Elliot indicated a chair.

“You’re Mr. Harding?”

“That’s right,” agreed the other, now friendly as a puppy and anxious to please. “Marjorie says you want us all to tell what happened here when—well, when the poor old boy got his.”

“He wants more than that,” chuckled Professor Ingram.

“He suspects that you or Marjorie or I——”

“Just a moment, sir,” said Elliot sharply. He turned to the others. “Sit down, please.” A shade of uneasiness went through the room. “Yes, we shall want a statement, but I want to ask you some other questions, and the replies may be more valuable than any statement. You knew that Mr. Chesney had prepared a list of questions for you about this show of his?”

It was Marjorie who answered, after a pause.

“Yes, of course. I told you so.”

“If you were asked those same questions now, could you answer them accurately?”

“Yes, but look here,” said Harding. “I can do better than that, if you want to know what happened. I’ve got a film of it.”

“A colour-film?”

Harding blinked.

“Colour? Good Lord, no! Just the ordinary kind. A colour-film for indoor photography, particularly in that light, would be——”
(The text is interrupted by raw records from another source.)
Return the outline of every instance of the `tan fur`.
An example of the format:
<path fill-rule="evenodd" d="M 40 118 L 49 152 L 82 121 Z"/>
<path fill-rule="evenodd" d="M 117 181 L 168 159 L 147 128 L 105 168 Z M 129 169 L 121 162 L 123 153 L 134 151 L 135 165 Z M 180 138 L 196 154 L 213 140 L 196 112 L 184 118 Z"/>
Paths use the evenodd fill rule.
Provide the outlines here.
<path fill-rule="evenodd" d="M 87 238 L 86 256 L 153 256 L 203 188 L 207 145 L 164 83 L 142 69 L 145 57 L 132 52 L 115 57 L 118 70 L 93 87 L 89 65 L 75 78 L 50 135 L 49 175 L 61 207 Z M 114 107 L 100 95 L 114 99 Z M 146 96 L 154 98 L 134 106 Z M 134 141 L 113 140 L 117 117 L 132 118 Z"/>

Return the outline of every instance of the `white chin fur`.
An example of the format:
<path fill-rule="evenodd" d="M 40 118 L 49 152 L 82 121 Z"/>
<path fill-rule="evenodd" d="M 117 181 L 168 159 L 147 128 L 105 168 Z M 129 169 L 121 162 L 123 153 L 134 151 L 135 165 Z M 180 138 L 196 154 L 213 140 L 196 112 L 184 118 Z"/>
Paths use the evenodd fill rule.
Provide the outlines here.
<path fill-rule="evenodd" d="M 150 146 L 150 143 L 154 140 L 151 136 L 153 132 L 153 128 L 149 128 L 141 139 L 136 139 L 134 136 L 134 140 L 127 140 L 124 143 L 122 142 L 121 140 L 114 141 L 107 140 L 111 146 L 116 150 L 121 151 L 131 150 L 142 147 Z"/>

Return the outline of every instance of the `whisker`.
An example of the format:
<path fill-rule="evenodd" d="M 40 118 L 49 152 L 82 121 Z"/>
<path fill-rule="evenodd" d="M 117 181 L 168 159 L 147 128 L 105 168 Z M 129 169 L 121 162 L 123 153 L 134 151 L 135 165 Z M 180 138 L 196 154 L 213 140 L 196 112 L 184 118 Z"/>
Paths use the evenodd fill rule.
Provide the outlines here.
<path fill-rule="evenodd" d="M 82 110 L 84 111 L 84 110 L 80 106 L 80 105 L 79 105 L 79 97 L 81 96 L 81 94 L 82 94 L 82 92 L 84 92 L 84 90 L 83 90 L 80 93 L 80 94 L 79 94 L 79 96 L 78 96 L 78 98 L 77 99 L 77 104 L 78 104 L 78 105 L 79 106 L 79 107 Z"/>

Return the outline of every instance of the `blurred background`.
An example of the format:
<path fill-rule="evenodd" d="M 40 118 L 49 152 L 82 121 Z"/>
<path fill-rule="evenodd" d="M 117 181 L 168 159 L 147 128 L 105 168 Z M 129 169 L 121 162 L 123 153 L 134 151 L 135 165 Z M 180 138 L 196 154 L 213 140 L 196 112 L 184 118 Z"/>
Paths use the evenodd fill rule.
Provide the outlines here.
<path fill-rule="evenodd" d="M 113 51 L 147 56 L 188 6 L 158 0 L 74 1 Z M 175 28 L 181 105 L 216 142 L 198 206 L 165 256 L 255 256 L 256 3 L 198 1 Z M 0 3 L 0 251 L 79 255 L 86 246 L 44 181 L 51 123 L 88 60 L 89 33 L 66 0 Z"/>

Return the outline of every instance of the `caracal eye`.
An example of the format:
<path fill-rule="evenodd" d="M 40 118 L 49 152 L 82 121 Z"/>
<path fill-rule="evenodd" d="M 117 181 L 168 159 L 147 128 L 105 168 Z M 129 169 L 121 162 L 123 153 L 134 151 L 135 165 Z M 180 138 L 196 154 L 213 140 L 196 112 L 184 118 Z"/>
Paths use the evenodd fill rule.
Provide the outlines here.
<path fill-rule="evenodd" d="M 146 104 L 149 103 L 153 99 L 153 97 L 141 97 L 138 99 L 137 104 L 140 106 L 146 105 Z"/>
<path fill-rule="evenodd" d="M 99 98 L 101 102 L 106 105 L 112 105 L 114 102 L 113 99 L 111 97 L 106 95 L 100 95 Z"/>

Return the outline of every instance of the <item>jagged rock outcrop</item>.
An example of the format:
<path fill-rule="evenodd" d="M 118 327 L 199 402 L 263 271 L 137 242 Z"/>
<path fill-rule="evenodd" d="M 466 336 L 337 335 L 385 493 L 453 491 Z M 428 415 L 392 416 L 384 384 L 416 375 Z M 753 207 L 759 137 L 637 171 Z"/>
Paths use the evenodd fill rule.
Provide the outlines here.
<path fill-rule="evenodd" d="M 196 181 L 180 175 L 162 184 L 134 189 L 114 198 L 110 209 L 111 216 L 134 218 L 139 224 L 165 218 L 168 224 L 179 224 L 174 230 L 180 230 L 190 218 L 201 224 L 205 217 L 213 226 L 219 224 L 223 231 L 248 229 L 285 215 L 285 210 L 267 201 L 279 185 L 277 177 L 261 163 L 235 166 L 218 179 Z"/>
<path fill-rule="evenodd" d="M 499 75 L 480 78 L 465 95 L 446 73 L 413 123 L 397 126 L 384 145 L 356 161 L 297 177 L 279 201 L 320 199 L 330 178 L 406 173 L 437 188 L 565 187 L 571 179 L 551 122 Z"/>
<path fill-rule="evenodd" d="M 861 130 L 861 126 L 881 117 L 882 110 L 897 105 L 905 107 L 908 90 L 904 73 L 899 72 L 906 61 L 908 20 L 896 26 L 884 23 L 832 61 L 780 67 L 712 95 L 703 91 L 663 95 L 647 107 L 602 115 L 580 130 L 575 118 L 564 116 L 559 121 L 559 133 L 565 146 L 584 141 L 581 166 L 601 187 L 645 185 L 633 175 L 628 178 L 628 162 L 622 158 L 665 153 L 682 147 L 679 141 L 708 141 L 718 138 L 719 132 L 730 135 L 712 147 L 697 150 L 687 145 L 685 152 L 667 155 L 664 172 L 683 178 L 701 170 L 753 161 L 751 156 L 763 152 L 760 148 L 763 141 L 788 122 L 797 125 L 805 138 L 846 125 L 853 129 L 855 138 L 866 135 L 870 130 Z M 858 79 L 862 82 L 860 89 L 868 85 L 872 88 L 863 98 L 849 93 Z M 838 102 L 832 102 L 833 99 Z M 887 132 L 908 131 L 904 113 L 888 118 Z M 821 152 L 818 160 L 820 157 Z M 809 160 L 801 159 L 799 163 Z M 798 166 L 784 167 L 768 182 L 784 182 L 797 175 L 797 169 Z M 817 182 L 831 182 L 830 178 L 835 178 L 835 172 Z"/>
“Then I’m afraid it won’t help us with some of our troubles,” said Elliot. “Where’s the film now’?’

“I shoved it inside that radio-gramophone over there when all the row started.”

He seemed disappointed by the way Elliot took his announcement, as though there were an anti-climax hovering somewhere. Elliot went to the gramophone and raised the lid. A leather camera-case, its flap open and the camera inside it, lay on the green-felt-covered disc of the gramophone. Behind him the three witnesses had taken chairs rather awkwardly, and were looking at him; he could see them reflected in the glass of a picture hanging on the wall over the gramophone. He also caught (in the glass) the puzzled, inquiring glance which Major Crow directed towards Superintendent Bostwick.